Blue Soul

by Glenna Meredith



There is something in my partner's eyes that holds my attention long past the conversation, or the quick encounters in the hallways of UNCLE. I sometimes feel haunted by them, late at night when I think I can sleep but find myself fixated on the cool blue gaze of Illya Kuryakin. It's an eerie feeling to know someone as well as I know him, and yet not know him at all. If that sounds confusing, you ought to try being his friend. We can practically read each other's minds when we're out in the field, and our confidence in being able to do so is what helps us survive time after time. Still, there's something locked away that only seeps out just a little when you look in his eyes.

What bothers me is the residue of the past that hides behind the confident affect, or the coolly indifferent stance that he has cultivated and used on so many people. When he's in a crowd there's an unspoken warning: Don't touch me, I'm dangerous. Even among friends, the barriers are raised, forbidding anyone to attempt to scale the walls that have been erected for the purpose of...I'm not sure.

Does he hide from people? Yes. I've always thought one of the things that makes him a good agent, or spy, is his ability to hide himself among so many other personalities. He moves easily from one to another, making me wonder at times if he prefers it that way rather than having to always be himself. It's not that he hates himself, that would be too much the line of the shrinks he has to encounter occasionally. Nor do I think he has a death wish, in spite of the extreme risks he's been known to take. A man who wanted to die would have done so by now; he's had ample opportunity.

Lots of people like my Russian partner. He is just good looking and enigmatic enough to keep the women dreaming about him, wondering what it would be like...well, you know. The mystery keeps them coming back for more, even though I suspect that very few have known the pleasures he has to offer. Still, I have heard he does actually have a love life. It would be hard to prove because he's so damn calculating and secretive, and whether it's for the lady's reputation or his own, I don't have a clue.

He is at once a chivalrous knight and a scavenging renegade. He might save your life, but on another day be just as willing to offer you up to the cause of justice. Don't mistake his acts of kindness as a perpetual state of being; things can and do change. He is a man of high moral fiber, if I can use that phrase. The fact that he will take a life doesn't preclude the absolute certainty that he also treasures life and couldn't be in this business of saving the world if he were callous about such things.

Perhaps more than anything, I know he's my friend. He has saved my life too many times to count. He has helped me steer through impossibly difficult circumstances and back to a safe harbor; he is that for me, and I know he does this for no one else. His loyalty is absolute, as though carrying out a divine dictate or a course of destiny. If I lose everything else in life, I know the compass on which I've learned to depend will remain, always true to the course.

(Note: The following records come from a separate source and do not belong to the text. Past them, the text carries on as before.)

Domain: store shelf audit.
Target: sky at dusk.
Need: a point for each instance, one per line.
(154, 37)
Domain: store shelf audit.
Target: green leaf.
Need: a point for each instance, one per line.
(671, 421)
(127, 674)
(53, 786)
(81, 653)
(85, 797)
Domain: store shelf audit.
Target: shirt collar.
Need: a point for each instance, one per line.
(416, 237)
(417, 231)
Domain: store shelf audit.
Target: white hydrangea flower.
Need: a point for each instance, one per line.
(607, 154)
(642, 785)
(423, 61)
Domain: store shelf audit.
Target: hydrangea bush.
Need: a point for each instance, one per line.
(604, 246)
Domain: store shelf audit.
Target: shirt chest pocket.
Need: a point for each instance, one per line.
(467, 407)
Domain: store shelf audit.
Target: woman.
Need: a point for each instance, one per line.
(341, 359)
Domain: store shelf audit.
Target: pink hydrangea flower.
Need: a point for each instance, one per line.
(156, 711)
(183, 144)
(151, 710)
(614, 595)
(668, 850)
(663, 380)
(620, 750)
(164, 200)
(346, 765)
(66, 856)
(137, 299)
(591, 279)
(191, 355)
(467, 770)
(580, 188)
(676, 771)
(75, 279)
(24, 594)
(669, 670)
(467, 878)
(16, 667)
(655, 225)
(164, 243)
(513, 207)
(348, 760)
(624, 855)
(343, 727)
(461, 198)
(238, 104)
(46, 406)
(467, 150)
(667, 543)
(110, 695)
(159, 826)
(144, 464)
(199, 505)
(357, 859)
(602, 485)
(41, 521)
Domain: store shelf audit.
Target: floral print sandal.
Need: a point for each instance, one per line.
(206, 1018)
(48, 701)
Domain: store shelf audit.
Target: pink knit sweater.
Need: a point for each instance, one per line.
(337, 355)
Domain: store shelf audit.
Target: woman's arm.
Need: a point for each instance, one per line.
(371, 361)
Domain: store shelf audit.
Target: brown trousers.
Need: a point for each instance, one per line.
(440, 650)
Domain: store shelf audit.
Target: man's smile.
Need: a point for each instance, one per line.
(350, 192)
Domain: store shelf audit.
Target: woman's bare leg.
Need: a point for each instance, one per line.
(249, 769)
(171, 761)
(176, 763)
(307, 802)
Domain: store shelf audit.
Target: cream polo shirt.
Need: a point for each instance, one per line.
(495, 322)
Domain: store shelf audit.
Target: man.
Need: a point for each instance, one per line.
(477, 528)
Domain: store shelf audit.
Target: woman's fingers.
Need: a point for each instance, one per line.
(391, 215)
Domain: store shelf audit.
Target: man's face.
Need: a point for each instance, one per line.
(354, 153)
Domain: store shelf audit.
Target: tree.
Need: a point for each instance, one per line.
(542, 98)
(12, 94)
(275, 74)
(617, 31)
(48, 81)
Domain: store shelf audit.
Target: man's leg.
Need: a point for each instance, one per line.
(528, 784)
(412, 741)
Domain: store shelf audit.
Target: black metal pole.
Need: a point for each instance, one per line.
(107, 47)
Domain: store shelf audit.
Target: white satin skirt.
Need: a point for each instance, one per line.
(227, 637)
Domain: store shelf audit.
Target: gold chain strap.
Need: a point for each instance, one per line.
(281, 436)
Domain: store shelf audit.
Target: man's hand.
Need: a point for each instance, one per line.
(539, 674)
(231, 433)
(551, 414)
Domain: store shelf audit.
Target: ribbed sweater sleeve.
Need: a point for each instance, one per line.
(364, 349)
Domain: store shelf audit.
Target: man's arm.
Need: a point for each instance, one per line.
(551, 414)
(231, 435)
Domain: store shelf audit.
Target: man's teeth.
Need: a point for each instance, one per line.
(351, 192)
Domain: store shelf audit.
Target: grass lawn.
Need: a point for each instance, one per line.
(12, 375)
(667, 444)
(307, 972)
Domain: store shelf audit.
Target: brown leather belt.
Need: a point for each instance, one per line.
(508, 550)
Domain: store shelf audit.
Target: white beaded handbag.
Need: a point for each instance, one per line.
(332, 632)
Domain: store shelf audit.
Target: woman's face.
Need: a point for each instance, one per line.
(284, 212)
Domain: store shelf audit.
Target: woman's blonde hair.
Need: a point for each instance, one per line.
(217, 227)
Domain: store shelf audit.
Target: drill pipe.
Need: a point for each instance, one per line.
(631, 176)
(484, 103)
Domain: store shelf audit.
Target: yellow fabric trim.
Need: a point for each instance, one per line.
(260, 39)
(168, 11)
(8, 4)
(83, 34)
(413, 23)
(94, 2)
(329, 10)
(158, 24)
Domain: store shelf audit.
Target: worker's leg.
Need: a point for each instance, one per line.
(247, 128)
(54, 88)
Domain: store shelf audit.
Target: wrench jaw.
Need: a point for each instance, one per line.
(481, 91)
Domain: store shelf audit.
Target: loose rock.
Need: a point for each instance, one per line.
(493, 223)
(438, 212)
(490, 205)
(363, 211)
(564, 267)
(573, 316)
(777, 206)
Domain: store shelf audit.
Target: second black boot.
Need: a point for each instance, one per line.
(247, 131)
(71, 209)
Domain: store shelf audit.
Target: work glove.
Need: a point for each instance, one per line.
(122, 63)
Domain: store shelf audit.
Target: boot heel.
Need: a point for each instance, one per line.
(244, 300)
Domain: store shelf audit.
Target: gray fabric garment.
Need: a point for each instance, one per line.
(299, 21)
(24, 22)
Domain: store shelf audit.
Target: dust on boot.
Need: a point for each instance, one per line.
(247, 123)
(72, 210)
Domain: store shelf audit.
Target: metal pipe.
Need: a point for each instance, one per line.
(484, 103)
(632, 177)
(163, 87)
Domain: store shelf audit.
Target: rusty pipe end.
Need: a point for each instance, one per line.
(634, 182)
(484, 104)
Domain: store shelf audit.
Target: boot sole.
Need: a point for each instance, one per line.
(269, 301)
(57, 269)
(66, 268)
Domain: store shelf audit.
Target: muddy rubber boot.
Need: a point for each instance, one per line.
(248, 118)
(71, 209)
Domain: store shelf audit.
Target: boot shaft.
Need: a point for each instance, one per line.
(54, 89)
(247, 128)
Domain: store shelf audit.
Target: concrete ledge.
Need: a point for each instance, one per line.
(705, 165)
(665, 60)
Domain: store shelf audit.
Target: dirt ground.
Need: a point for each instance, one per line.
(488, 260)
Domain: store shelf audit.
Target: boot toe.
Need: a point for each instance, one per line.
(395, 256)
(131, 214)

So, why do the eyes bother me? Because I recognize that once, many years ago, before the war or his service to the Soviet Union, he was a child with dreams. Maybe it only lasted a short time, but at some point in his childhood, he looked out at the world and saw something good and warm; maybe the love of his mother or the babushka he still talks about. There was something in his life that would have made him think life was kind. He hadn't yet seen the horrors of Nazi soldiers as they murdered family and neighbors. The blue eyes didn't recognize the image of hate and violence that he would grow up to fight, sometimes willingly offering himself as a type of sacrificial lamb for a cause that is not as noble as his own precious life.

Illya's eyes seem lost in a world not of his own making, in spite of his independence and self-reliance. He has never really had the opportunity to be his own man, because someone has always owned him. Even now, he lives at the whims of old men who send him out to save a world that is no more at risk than he is; his future and freedom is always hinging on his exacting obedience to the terms of a contract he didn't sign.

He is hated by some in America for his nationality, while at the same time despised by his own countrymen for the same reason.

Illya Kuryakin's ability to live each day as though it were a solitary gift is his saving grace. He lives in the now, conscious of today and not so presumptuous as to think he has a right to more. He hasn't been here long enough to embrace that concept of an unalienable right to happiness in the depths of his soul. I keep hoping he will.

I also hope that one day, the blue eyes that beckon admirers and repel enemies with equal ferocity, will be free of the remnants of whatever sorrow or pain is detected there. Maybe a single incident will unlock the answers, or something in the journey of his life will finally lead him to whatever is needed to remove the hindrance to his finally being completely free. In the meantime, I'll be there for him, just as he is for me. Partners...brothers...friends. We'll keep fighting the good fight together.